A tarde em que meu cérebro finalmente pediu arrego não tinha nada de dramático acontecendo. Nada de crise, nada de e-mail em CAIXA ALTA. Era só eu, curvada sobre o notebook, cercada por uma pilha de roupa pela metade, três canecas com marcas de chá frio e um leque de cartas e boletos ainda fechados espalhados pela mesa de centro, como uma mão perdedora num jogo de cartas. Meu coração estava acelerado, meus ombros quase encostavam nas orelhas, e a única coisa que eu conseguia pensar era: não sei onde apoiar os olhos. Tudo parecia barulhento - até o silêncio.
Então eu fiz uma coisa pequena, quase boba. Desocupei um cantinho minúsculo da mesa. Depois, a prateleira em frente à minha escrivaninha. Depois, o chão ao lado da cadeira. E alguma coisa no meu peito afrouxou, como um nó que finalmente cede. Não foi uma transformação. Foi mais parecido com tirar um sapato apertado. Ali eu comecei a me perguntar: e se a bagunça que a gente vê estiver, bem quietinha, alimentando a nossa ansiedade todos os dias?

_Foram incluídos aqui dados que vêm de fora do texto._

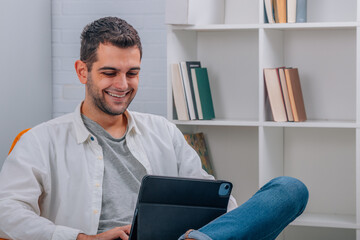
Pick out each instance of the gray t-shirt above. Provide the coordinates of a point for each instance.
(122, 178)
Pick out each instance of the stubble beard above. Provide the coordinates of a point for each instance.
(99, 100)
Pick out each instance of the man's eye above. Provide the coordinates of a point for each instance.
(132, 74)
(109, 74)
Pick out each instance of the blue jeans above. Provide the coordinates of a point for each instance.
(262, 217)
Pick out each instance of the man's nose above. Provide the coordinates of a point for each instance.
(121, 82)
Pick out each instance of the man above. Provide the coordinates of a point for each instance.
(77, 176)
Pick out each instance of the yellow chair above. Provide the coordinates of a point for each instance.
(17, 139)
(13, 145)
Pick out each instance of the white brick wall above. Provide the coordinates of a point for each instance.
(69, 18)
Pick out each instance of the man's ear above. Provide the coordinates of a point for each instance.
(81, 71)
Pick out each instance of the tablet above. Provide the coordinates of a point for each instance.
(169, 206)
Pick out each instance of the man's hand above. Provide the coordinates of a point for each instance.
(115, 233)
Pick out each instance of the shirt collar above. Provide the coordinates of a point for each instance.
(82, 133)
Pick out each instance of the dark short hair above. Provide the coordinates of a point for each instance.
(107, 30)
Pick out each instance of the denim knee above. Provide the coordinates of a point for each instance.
(296, 190)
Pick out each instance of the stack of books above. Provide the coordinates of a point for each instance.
(191, 91)
(285, 11)
(285, 94)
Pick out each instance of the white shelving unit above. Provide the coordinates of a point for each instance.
(245, 146)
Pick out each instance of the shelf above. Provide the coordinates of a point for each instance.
(284, 26)
(326, 220)
(217, 27)
(320, 25)
(313, 124)
(218, 122)
(249, 123)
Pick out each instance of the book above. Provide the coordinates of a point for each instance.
(295, 94)
(198, 143)
(275, 95)
(301, 10)
(285, 92)
(280, 11)
(204, 91)
(178, 93)
(196, 93)
(187, 88)
(291, 11)
(269, 10)
(189, 66)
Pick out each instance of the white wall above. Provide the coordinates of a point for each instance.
(25, 67)
(147, 16)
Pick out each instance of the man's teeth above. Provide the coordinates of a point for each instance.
(115, 95)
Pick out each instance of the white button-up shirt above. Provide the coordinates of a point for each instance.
(50, 184)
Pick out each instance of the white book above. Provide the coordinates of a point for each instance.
(291, 11)
(186, 81)
(178, 92)
(269, 10)
(196, 92)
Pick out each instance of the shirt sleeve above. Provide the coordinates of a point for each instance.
(189, 161)
(23, 179)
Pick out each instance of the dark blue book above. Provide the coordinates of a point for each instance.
(301, 11)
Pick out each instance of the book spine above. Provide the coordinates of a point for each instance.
(281, 11)
(185, 78)
(196, 93)
(269, 10)
(291, 11)
(301, 11)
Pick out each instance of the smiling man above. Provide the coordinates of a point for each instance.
(78, 176)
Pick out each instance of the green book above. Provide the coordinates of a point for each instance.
(204, 93)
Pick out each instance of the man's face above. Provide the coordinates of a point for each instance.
(114, 78)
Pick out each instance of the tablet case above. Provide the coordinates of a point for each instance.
(169, 206)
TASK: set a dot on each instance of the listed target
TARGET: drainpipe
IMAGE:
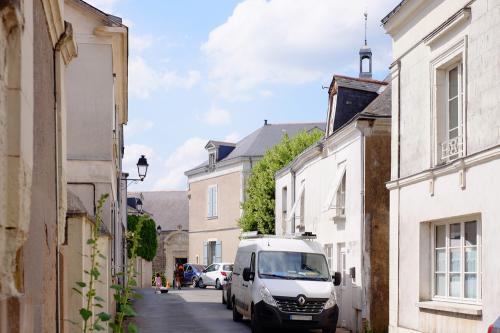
(56, 59)
(364, 262)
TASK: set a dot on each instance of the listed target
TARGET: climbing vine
(91, 321)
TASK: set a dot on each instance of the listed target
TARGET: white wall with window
(212, 201)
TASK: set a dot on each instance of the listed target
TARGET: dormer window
(211, 160)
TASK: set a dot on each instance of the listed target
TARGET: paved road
(186, 311)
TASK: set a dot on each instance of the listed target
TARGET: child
(158, 283)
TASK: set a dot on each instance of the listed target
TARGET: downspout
(363, 224)
(56, 70)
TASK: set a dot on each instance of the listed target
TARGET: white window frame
(212, 208)
(439, 70)
(340, 196)
(461, 299)
(328, 249)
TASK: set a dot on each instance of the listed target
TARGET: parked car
(290, 284)
(226, 291)
(192, 273)
(495, 327)
(214, 275)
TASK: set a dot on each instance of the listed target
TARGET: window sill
(460, 308)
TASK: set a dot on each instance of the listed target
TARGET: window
(211, 160)
(284, 203)
(328, 248)
(448, 86)
(212, 201)
(456, 269)
(340, 205)
(452, 145)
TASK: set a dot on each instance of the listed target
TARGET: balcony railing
(452, 149)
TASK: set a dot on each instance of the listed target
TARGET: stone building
(336, 190)
(169, 209)
(217, 189)
(37, 132)
(36, 46)
(444, 188)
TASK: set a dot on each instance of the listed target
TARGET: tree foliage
(148, 241)
(258, 208)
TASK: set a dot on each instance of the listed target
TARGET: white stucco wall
(426, 193)
(319, 174)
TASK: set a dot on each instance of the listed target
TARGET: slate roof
(169, 209)
(258, 142)
(380, 106)
(358, 83)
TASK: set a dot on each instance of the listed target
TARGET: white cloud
(140, 43)
(144, 79)
(106, 6)
(189, 154)
(216, 117)
(136, 126)
(292, 42)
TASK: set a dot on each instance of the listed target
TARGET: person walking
(158, 283)
(179, 275)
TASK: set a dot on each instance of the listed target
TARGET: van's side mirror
(337, 278)
(247, 274)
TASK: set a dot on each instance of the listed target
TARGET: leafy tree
(258, 208)
(149, 243)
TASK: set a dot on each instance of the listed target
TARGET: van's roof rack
(257, 235)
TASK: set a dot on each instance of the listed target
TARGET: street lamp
(138, 205)
(142, 167)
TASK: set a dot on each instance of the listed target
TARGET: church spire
(365, 56)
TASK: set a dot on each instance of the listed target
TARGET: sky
(215, 69)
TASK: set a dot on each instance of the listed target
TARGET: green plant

O ruído invisível com que seus olhos estão lidando
A gente fala de “barulho” como se ele só entrasse pelos ouvidos - trânsito, notificações e aquele vizinho com a furadeira animada. Só que seus olhos também processam o tempo inteiro um outro tipo de ruído: formas, cores, logotipos, pilhas, montes, a propaganda avulsa que você jurou que ia ler. Cada objeto é uma microexigência por atenção, um toquezinho no ombro. Na maior parte do tempo você nem percebe, porque o cérebro está correndo em segundo plano, classificando, nomeando e priorizando. O que você sente é o efeito: um zumbido baixo e inquieto por baixo da pele, que não vai embora de verdade.
Entre em um cômodo abarrotado e o seu sistema nervoso registra “há trabalho a fazer”. Coisas para organizar, consertar, decidir, jogar fora, levar para outro lugar, remendar. O olhar não passeia - ele dá trancos, saltando de um item para outro. Você pode chamar de “minha cozinha bagunçada” ou “só estou sem tempo”, mas o seu corpo lê aquilo como tarefas inacabadas. E tarefa inacabada mantém a mente inclinada para a frente, como se você estivesse no meio de uma corrida, mesmo sentada. É por isso que dá para se sentir exausta depois de um dia quase todo em casa, sem fazer nada que, oficialmente, você classificaria como estressante.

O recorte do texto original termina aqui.